Now you're just being silly. Union membership may have peaked in 1945 but unions were at the zenith of their power and influence over the next 30 years.
Oh. It was one of those magical "zeniths". And being the only industrial center on the planet magically had nothing to do with it, just like how being forced to compete against more efficient forms of business organization had nothing to do with dinosaur unions dying out.
We can both cherry pick our favorite theory for the Great Depression. Methinks it had a lot more to do with monetary contraction than artificially inflated wages. This could make for a very interesting debate in itself. Unfortunately, I do not have the time for it presently.
Another time, though I wouldn't fight you on deflation - I would simply point out that wages are supposed to fall during Depressions and, thanks to Unions wages instead increased and so what
decreased was the demand for labor
.
We both know that competing companies are compelled to engage in a race to the bottom in regards to labor costs.
In some markets, certainly.
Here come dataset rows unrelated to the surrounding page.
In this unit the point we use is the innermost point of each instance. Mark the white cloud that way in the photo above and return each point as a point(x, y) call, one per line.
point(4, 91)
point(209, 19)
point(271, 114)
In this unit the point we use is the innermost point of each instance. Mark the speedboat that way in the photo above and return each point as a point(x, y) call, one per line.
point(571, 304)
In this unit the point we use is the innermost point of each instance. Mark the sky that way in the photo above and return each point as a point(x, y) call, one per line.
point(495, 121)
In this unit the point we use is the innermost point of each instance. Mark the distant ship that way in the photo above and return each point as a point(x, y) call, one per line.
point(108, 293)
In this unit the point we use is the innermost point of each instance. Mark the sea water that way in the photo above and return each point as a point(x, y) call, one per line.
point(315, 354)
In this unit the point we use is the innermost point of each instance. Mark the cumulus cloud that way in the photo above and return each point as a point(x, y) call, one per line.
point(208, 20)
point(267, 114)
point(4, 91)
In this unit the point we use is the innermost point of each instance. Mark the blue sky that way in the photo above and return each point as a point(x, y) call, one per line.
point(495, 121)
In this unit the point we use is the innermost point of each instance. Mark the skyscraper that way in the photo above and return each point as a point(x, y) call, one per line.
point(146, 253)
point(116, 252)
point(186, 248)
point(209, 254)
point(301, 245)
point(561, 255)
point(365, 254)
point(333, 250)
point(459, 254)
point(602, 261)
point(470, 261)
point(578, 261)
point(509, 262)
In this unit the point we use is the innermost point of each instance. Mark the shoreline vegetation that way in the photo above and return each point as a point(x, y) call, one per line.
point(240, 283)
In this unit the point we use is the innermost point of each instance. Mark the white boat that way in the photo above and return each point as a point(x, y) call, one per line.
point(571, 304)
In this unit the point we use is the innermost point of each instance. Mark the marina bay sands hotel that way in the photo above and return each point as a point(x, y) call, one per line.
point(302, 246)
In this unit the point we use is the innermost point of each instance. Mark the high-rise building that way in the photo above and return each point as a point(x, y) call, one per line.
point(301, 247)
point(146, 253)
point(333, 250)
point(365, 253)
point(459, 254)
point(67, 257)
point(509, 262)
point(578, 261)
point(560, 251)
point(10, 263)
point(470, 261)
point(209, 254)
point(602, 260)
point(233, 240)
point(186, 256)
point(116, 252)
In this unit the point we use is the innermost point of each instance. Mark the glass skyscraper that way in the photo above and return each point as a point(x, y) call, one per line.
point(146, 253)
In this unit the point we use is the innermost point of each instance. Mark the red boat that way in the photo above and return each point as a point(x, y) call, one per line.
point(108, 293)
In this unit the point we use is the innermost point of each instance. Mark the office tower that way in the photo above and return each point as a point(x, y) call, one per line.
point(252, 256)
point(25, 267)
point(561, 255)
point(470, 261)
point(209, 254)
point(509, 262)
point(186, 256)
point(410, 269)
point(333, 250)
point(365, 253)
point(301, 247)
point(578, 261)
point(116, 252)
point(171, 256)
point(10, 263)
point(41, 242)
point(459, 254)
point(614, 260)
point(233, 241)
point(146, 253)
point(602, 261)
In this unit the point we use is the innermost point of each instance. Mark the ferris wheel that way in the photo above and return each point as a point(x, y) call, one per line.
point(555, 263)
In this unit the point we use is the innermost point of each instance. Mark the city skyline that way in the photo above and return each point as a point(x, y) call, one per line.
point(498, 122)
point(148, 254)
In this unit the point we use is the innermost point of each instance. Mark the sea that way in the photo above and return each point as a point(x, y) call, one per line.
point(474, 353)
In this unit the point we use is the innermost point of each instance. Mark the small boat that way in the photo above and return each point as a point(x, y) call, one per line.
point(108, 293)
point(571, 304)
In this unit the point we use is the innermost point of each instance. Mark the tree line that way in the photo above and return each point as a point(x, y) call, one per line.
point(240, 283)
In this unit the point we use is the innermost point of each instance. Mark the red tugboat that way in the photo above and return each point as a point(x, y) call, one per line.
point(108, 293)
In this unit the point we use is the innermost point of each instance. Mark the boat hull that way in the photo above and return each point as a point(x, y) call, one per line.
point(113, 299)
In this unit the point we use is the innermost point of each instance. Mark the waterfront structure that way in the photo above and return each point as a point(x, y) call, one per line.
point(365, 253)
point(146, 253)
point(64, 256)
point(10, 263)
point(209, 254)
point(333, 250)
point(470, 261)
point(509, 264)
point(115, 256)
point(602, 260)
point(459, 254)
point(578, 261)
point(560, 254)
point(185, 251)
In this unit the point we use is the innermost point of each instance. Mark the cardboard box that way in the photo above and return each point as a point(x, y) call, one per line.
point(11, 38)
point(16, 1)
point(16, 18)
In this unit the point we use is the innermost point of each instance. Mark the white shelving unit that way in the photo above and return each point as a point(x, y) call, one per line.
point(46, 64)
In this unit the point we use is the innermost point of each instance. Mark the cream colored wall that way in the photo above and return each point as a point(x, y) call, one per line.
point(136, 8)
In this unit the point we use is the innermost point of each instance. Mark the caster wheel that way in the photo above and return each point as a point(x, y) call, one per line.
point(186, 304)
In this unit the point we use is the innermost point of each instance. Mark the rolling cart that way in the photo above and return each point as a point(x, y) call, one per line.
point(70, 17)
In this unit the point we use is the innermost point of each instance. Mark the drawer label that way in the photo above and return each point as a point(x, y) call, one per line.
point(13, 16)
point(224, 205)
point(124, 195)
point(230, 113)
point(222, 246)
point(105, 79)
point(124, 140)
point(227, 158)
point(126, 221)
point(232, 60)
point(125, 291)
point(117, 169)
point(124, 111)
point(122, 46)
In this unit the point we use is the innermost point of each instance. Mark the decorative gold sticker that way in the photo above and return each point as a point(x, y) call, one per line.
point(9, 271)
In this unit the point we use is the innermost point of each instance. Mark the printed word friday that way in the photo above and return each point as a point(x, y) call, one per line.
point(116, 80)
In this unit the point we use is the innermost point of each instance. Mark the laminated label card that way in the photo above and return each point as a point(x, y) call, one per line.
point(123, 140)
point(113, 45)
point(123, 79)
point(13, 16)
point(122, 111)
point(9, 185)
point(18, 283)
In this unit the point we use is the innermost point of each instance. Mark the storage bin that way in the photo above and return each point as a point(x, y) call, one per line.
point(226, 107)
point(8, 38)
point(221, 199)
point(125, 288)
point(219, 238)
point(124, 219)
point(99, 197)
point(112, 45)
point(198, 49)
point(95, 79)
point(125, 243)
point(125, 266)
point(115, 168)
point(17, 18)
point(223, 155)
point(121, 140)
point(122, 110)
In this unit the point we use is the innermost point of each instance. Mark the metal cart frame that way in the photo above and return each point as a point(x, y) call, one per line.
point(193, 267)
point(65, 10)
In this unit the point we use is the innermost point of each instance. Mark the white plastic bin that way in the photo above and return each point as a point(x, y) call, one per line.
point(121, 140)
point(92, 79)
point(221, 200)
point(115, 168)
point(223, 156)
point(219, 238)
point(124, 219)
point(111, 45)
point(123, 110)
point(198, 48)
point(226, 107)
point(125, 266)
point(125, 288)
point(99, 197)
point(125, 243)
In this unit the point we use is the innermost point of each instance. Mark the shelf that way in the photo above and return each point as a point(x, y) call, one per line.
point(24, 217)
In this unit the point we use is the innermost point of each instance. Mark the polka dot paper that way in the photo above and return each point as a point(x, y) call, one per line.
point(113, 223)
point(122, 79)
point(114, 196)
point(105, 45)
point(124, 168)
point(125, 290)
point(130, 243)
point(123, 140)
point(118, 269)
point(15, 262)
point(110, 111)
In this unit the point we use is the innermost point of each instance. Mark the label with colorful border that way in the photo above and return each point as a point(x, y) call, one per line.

In others, the opposite is true. Supply and Demand will affix different worths to different folks' labor dependent upon their abilities, education, skill set, and available resources that they can leverage. Someone who has been trained to be a really brilliant cow-herder isn't worth much on the trading floor of the NYSE, just as a really great software quant isn't going to be worth much on a farm.
Yes, lower labor costs translates into lower production costs which translates into lower market prices.
That is certainly part of it. Another huge part is increases in productivity and efficiency. If your per capita labor costs go up 20% over a decade, but your per capita productivity goes up 50%, you are doing quite well.
Of course, chattel slavery, serfdom, indentured servitude, and subsistence wages will yield the lowest labor costs and thus the lowest market prices.
A claim which is interesting not least because it seems to have few reflections in the real world. Like most folks who come from your side of this question, you appear not to realize that
labor costs are irrelevant.
Labor Costs To Productivity are what matters. The German costs $80K a year, but makes $1Million in high-performance Beamer Automobile, while the Chinese guy costs $5,000 a year, and makes $20,000 worth of toys.... guess what? The German guy
is actually cheaper than the Chinese guy.
So much for your supply/demand curve in regards to real world human morality, real world social stability, and real world politics.
You can stamp your foot and be as morally outraged as you like, it does not alter the
reality that labor, like every other good or service, exists on a supply / demand curve.
We have been through all of this already. Your way doesn't work. You can argue that management and labor unions need to be more cognizant of their symbiotic relationship. However, you cannot argue that collective bargaining is not necessary. It is very necessary. History attests to the fact.
History attests to the fact that where collective bargaining becomes dominant, businesses become overburdensome, resistant to change, cost-heavy, and die.